Archive for May, 2013

'Cotton Harvest' photo (c) 2009, Kimberly Vardeman - license: http://creativecommons.org/licenses/by/2.0/In God’s big scheme of things, getting smaller as a church might not necessarily be bad news, even though it’s no fun.  It may be a necessary step on the way to new life.

Recently I read the story of what Clarence Jordan, founder of the Koinonia Community, once experienced more than fifty years ago during the segregation era when he went to preach a revival at a church in South Carolina.  When he got there, he found a well-blended congregation of several hundred black people and white people worshiping together. Jordan was amazed.  After the worship service, he asked the church’s pastor how this had come about.

The pastor described how, when he started, the church had about twenty people.  When the congregation couldn’t find another preacher, this layman volunteered to preach.  He said, “I got up the next Sunday, opened my Bible and I put my finger on the verse that says, ‘In Christ there is neither Jew nor Greek, slave nor free, male nor female but all are one in Christ.’ I commenced to preachin’ on that. I told them how Jesus makes all kinds of people one. When I finished that service, them deacons wanted to talk to me in private. They told me they didn’t want to hear that kind of preachin’ no more.”
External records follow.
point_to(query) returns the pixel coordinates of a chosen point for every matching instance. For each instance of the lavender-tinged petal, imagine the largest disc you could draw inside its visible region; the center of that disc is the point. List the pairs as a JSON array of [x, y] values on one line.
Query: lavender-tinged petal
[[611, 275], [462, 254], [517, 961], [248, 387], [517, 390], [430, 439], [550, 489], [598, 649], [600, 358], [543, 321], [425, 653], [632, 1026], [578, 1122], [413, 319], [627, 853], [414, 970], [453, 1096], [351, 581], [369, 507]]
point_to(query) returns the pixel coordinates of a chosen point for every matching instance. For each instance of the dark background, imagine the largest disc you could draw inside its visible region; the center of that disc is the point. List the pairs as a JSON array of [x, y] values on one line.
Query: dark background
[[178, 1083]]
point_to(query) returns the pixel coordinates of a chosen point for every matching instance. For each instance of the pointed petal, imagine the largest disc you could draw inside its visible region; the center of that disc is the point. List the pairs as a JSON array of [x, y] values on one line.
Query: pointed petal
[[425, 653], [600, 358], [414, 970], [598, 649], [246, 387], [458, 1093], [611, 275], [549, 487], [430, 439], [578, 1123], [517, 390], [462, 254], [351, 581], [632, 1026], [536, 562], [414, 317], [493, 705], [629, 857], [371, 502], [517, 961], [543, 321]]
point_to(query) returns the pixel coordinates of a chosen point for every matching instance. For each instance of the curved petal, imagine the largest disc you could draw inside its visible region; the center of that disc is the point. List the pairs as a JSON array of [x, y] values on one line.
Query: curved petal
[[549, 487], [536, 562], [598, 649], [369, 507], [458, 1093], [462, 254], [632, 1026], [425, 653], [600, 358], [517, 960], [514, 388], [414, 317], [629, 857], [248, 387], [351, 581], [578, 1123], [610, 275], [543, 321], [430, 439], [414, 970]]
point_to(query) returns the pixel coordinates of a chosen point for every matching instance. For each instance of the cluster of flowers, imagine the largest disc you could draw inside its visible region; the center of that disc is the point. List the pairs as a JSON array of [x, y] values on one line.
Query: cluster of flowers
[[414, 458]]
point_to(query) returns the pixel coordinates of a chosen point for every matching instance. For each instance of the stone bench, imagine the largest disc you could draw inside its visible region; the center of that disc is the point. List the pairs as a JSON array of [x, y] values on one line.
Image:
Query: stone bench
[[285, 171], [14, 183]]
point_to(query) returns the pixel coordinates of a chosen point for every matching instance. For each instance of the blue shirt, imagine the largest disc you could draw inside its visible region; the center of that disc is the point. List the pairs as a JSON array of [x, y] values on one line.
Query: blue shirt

The old man went on to describe how he continued to preach along these lines, and the church shrank down to four people.  He said, “I preached that church down to four people.  And I found out that sometimes revival happens not when people come in to the church, but when people go out of the church. If people were going to stand in the way of the moving of the Spirit of God, it’s better they go somewhere else. And after that, we decided that we wuz going to build the church on people who were actually serious about following Jesus. And that’s when it started to grow.”

Hmm.  Will we trust God to build our congregations on a few people who are serious about following Jesus, or will we seek to quiet our anxiety with larger numbers of spiritual spectators?

There’s a coda to Jordan’s story: After the service that night, Jordan rode home with a young member of the church who drove 70 miles each way every Sunday to worship with that congregation.    This member was a professor of English literature at the University of South Carolina.  Jordan asked, “Why do you go to a church that has that old hillbilly preacher? You have a Ph.D. from Yale. And he can’t even utter a single grammatically correct sentence.”

The professor answered, “Sir, I go to that church because that preacher preaches the gospel and this church lives it.” (From The Cotton Patch Evidence: The story of Clarence Jordan and the Koinonia Farm Experiment (1942-1970).)

Lord, help us to preach your gospel, and help our churches to live it!


This story reminds me of the story of Gideon’s army in Judges.  See my sermon on that text:  “Onward, Christian Soldiers?”

See also this post: “Called to get smaller???”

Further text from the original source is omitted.